In India, family is considered a link between community and change. The power, relationships and socio-economic statuses can also be determined by knowing the background and the base of the families. When it comes to the types of family in India, it will be grouped into (1) joint and nuclear and (2) patrilineal and matrilineal. In recent times, changes have been taking place in both the categories of families in India. Patrilineal families are those whose descents are traced through the male line and the power and property are also inherited by the male members and for matrilineal, it is the inheritance of power and property by the female members and the tracing of descents through the female line. Male dominancy is at large in the diversified India as the practice of patrilineal families dominates over matrilineal families. The exceptions to the patrilineal families in India are very few in addition to various changes that are taking place within these matrilineal families (usually the case of transforming into patrilineal families). Khasis and Garos and Jaintias of Meghalaya, Nairs of Kerala and the Mappila Muslims of Malabar are the main communities in India that are associated with the system of matriliny. Nairs of Kerala have nearly transited to patrilineal type of family.
The North Eastern state of Meghalaya in India is a State Union, which is a part of the seven sister states of North-Eastern region. It became a full-fledged state of India on January 21, 1972. The state currently has seven districts namely Jaintia Hills, East Khasi Hills, Ri-bhoi, East Garo Hills, West Khasi, West Garo Hills and South GaroHills . The total inhabitants of the state according to the 2011 census is 29,64,007 of whom about 86% is tribal and about 70% of them follow Christianity.

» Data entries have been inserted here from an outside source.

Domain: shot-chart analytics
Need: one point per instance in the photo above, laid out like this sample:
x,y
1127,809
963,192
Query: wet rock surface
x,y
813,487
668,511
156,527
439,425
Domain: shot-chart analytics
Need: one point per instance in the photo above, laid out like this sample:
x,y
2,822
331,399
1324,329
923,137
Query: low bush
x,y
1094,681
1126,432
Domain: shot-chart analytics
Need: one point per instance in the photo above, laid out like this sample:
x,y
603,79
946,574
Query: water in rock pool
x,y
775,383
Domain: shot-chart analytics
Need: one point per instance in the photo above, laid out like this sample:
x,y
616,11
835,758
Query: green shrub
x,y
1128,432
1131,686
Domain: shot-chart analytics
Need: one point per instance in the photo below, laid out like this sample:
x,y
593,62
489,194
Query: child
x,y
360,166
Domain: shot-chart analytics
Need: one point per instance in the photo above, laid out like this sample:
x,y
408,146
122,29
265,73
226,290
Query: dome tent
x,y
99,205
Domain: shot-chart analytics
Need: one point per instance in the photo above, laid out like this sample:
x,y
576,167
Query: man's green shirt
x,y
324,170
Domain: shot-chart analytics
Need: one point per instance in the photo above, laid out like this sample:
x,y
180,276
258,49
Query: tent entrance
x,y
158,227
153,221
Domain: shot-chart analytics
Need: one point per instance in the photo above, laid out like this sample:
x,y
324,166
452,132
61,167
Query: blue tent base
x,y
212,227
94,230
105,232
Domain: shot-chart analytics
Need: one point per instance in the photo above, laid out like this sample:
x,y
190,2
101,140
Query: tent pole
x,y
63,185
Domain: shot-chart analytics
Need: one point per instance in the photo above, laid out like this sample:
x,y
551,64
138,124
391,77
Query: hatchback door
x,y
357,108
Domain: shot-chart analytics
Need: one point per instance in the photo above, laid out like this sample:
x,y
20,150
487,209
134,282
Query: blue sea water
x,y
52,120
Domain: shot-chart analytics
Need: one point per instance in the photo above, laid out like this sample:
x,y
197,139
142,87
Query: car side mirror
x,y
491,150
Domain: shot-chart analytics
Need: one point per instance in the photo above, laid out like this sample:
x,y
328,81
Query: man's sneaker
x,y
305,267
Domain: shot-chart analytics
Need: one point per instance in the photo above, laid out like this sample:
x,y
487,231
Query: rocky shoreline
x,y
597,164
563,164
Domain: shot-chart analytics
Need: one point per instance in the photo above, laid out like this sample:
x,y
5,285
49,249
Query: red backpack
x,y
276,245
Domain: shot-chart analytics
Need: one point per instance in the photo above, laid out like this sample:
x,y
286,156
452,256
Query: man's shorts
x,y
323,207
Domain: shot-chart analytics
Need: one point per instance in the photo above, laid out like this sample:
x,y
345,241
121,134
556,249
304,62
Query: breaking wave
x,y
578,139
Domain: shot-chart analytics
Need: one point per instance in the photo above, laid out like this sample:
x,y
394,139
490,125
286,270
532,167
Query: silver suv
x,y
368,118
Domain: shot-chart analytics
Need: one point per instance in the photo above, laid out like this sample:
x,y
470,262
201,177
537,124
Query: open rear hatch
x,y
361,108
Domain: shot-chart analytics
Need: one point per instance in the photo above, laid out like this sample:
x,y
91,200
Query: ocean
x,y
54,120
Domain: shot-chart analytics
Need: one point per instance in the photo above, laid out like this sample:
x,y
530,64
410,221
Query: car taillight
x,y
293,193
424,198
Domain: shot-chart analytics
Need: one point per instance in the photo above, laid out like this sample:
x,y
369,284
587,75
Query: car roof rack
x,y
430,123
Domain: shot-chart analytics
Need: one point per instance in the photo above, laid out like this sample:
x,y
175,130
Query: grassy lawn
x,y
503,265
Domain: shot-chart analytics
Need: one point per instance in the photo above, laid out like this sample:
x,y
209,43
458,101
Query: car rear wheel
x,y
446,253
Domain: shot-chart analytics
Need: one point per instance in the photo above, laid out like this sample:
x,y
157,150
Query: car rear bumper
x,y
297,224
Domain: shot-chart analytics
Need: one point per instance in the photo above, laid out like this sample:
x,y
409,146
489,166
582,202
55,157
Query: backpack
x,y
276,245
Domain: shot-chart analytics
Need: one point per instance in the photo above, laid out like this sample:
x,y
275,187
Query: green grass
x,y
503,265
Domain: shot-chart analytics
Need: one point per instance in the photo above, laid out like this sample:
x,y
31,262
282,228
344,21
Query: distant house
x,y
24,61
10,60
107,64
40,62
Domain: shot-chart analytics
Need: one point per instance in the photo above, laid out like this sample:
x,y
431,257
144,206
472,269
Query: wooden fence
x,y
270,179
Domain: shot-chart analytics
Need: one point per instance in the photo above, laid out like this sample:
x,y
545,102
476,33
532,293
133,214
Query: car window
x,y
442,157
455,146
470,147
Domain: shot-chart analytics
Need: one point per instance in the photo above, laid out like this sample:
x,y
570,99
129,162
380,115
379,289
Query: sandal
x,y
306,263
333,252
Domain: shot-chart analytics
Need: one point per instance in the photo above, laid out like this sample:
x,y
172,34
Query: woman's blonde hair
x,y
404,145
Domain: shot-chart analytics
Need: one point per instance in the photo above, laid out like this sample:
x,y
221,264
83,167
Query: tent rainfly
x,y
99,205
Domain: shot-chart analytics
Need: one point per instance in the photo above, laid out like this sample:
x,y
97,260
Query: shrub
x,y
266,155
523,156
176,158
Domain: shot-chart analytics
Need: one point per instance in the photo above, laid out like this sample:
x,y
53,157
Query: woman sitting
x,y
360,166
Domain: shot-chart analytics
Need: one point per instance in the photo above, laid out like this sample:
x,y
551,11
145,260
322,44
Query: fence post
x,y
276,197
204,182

The Khasis are the tribe who occupy the lower northern hills and are commonly called the Bhoi. People residing in the southern parts are known by the name ‘War’. In the Khasi hills, the Lyngamns dwell in the north western part of the state. But all claimed to have descended from the kihynniewtrepand are known by the generic name of Khasi-Pnars or simply Khasi. The Garos who belong to the Bodo family of the Tibeto-Burman race live in the Western Meghalaya. They choose to call themselves Achicks and their land is also called as Achickland. The Jaintias are also called Pnars and they are more or less similar to the Khasis. The practice and existence of matriliny is most unique social structure of this North Eastern state in India and to add to this, though the universally accepted term of matrilineal family is followed by these tribes, there are local difference in various aspects such as in terms of inheritance and the types of residence.